Written in rhyme, Snyder has created a book filled with rhythm and a story that moves swiftly along through the different parts of the Exodus.  Her choice of telling the story from the point of view of a child makes the story all the more personal and dramatic. 

Chien’s illustrations are just as dramatic with their deep color palette.  Especially moving are the natural moments, when the little girl finds openness and freedom in the world around her, though she can’t find it personally.  At these moments, the sky is huge and beautiful, but quickly the grit and sand return. 

A powerful and lovely exploration of the Old Testament tale of the Exodus given a fresh and personal aspect.  Appropriate for ages 5-7.

Reviewed from copy received from Schwartz & Wade.

Review: Lucky Ducklings by Eva Moore

lucky ducklings

Lucky Ducklings by Eva Moore, illustrated by Nancy Carpenter

Based on a true story, this book follows the walk of a mother duck and her small ducklings.  They follow her out of the pond, through the grass of the park, and into town.  They ate a bite from the overflowing garbage can and then headed off the curb and over a storm drain.  But while Mama Duck made it over the grate with no problems, her ducklings fell through one by one.  It could have been a sad ending to the story, but it wasn’t!  The people who saw it happened called for help.  It took firemen and someone with a winch on their truck to save all of the ducklings. 

Moore has created a story that has a real appeal.  It is the story of tiny ducklings that at first seems very sweet, then takes a very dangerous turn.  Throughout, she tells the readers that that could have been the end of the story, but it wasn’t.  Using this device, she creates both drama and also the assurance that thing will be alright in the end.  Her writing has repetition that makes it perfect for very young children.  The environmental message is subtle but profound.

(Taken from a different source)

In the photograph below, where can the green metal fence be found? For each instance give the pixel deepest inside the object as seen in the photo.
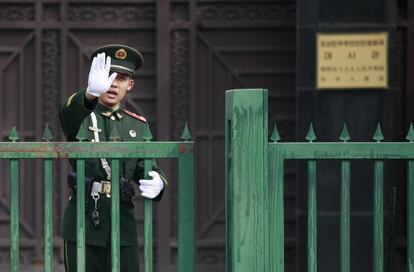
(255, 208)
(147, 150)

Carpenter’s ducks seem to be drawn with a nod to McCloskey’s Make Way for Ducklings.  The book feels vintage with the small town coming together to save this small family of ducks.  Carpenter celebrates both the natural setting and also the people themselves.  Her use of separated images that form one larger image to name the little ducklings works particularly well. 

Ideal for a duckling story time and perfect for spring, read this one alongside Make Way for Ducklings.  Appropriate for ages 3-5.

Reviewed from copy received from Orchard Books.